Laptop myLaptop("Asus", "Zenbook", 16, 2048);
Laptop copyOriginal(myLaptop);
C++ 引用 常量 copy-constructor

评论

答:

0赞 Vlad from Moscow 11/2/2019 #1

您不能将非常量引用绑定到临时对象,例如,在此声明中,右侧是临时对象

Laptop myLaptop = Laptop("Asus", "Zenbook", 16, 2048);

声明副本如下

    Laptop( const Laptop &x)
    {
        this->brand = x.brand;
        this->model = x.model;
        this->ram = x.ram;
        this->storage = x.storage;
    }

或者添加移动构造函数。

考虑到您需要包含标题而不是标题。
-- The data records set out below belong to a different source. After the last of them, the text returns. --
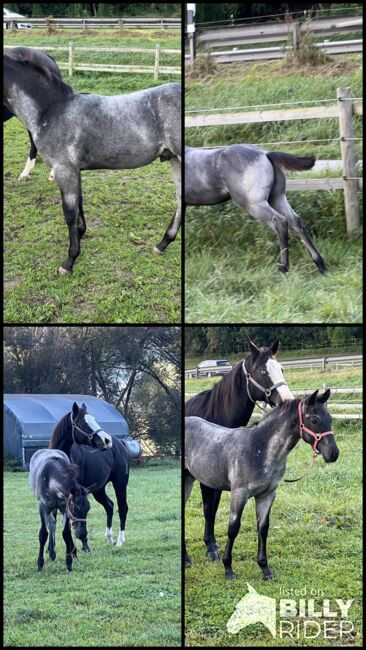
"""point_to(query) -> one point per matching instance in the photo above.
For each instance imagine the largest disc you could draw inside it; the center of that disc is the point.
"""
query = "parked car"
(15, 24)
(210, 368)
<string><string.h>

#include <string>

您的班级可以按以下方式显示

#include <iostream>
#include <string>
#include <utility>

using namespace std;

class Laptop
{
    public:
        string brand;
        string model;
        int ram;
        int storage;

        Laptop( const string &brand, const string &model, int ram, int storage)
            : brand( brand ), model( model ), ram( ram ), storage( storage )
        {
        }


        Laptop( const Laptop &x)
            : brand( x.brand ), model( x.model ), ram( x.ram ), storage( x.storage )
        {
        }

        Laptop( Laptop &&x)
            : brand( std::move( x.brand ) ), model( std::move( x.model ) ), ram( x.ram ), storage( x.storage )
        {
        }

        void displayData() const
        {
            cout << brand << " " << model << ": RAM = " << ram << "GB, Storage = " << storage << "GB" << endl;        
        }
};
//...

评论

0赞 Mayar Karout 11/2/2019
这是什么意思?const
0赞 Vlad from Moscow 11/2/2019
@MayarKarout 表示常量引用。不能将非常量引用绑定到临时对象。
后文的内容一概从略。